In hindsight, sure. At the time, I was fine with it.
Exactly. Hockey, and life, are more like backgammon than chess.
In backgammon you choose a strategy, revise depending on your dice rolls, and adapt. Even the best player will lose some games, though not many, to a lucky lesser player.
In chess there is no element of randomness. If you play a perfect game you should at least get a draw. A good player may draw with a less good player, but losses at high levels are rare. Rarer still for non-human opponents.
In hockey it is not just hard to tell if a move is good at the time it is made, it can be hard to tell for several years after. The trade looked good before Dach got hurt, and before it became clear that most of the D in the habs system did not actually make Romanov redundant. If Romanov gets hurt, or Dach gets healthy views could change again.
Most of Hughes' moves depend on young players developing one way or another. He can take good gambles or bad gambles, but if he only makes sure bets, or even quite sure bets, he will get into the "trades are hard" mode that Bergevin got into as he wanted to win every trade. Note that this is much better than Houle who wanted every trade to be even and lost them all.
I don't agree with all of Hughes' moves, but I have far less information and knowledge of hockey. I doubt Dach was his ideal target, but he provided a chance of filling a spot without paying an unacceptable price. It doesn't look like it is going to work out, but it did not cripple the rebuild. I'm not going to rant about it.
I'm iffy on Newhook. He looks good at times, but he's not really effective. He adds some speed they were missing, but he is yet another smaller non-physical forward. He has a year or two to work things out. Again, I might not agree with it, but I'm not going to lose sleep, either.
The Michkov/Reinbacher decision was polarizing, but I can understand the point. The habs have enough smaller forwards that it's tough to use a top pick on another one. Lafreniere showed the challenges of drafting when you already have the spot filled on the top 2 lines long term. I mean sure, BPA is miles better than what the habs have done for decades, "take the next big center on our list even if he'd probably be available in the third round," but BPA is very subjective. Few teams think they are taking the much worse player at whatever position, but there are still lots of busts among the top picks. BPA pretty much translates to "don't screw up" because it becomes an inspired pick if it works out. The habs picks have been more screwups than non-BPA, sure, they reached for size or position, but they did it really badly. The habs drafts often sounded really good when TSN and RDS analyzed them over the last many years, and almost none of the players worked out. The last few drafts have looked weak, and downright weird, lots of goalies, late round picks with even less chance than most late round picks, but a lot of those players are looking good.

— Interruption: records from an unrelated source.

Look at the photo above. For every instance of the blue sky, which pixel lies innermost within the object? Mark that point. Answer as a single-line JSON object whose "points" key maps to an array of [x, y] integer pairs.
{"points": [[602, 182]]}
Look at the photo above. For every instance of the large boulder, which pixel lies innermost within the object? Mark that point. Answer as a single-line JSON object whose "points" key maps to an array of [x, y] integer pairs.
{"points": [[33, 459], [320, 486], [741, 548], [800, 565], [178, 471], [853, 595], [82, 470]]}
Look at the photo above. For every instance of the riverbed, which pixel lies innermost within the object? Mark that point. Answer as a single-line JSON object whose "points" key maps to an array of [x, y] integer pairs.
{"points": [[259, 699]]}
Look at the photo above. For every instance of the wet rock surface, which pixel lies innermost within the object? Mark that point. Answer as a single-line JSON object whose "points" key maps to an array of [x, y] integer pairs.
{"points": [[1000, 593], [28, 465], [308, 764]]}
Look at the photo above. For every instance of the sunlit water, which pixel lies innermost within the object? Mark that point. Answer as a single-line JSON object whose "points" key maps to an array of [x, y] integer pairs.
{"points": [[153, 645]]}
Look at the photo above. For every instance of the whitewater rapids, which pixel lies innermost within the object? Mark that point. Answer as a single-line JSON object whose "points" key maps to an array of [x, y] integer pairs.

The best GMs will have misses, and most of them will also have some costly mistakes. Overall the rebuild looks good so far, they got some good players with the high picks, the team looks competive so far. We may get to see how the team does in the playoffs. The main question is whether they were putting out max effort for their streaks in the regular season, because real contenders will have another level in the playoffs.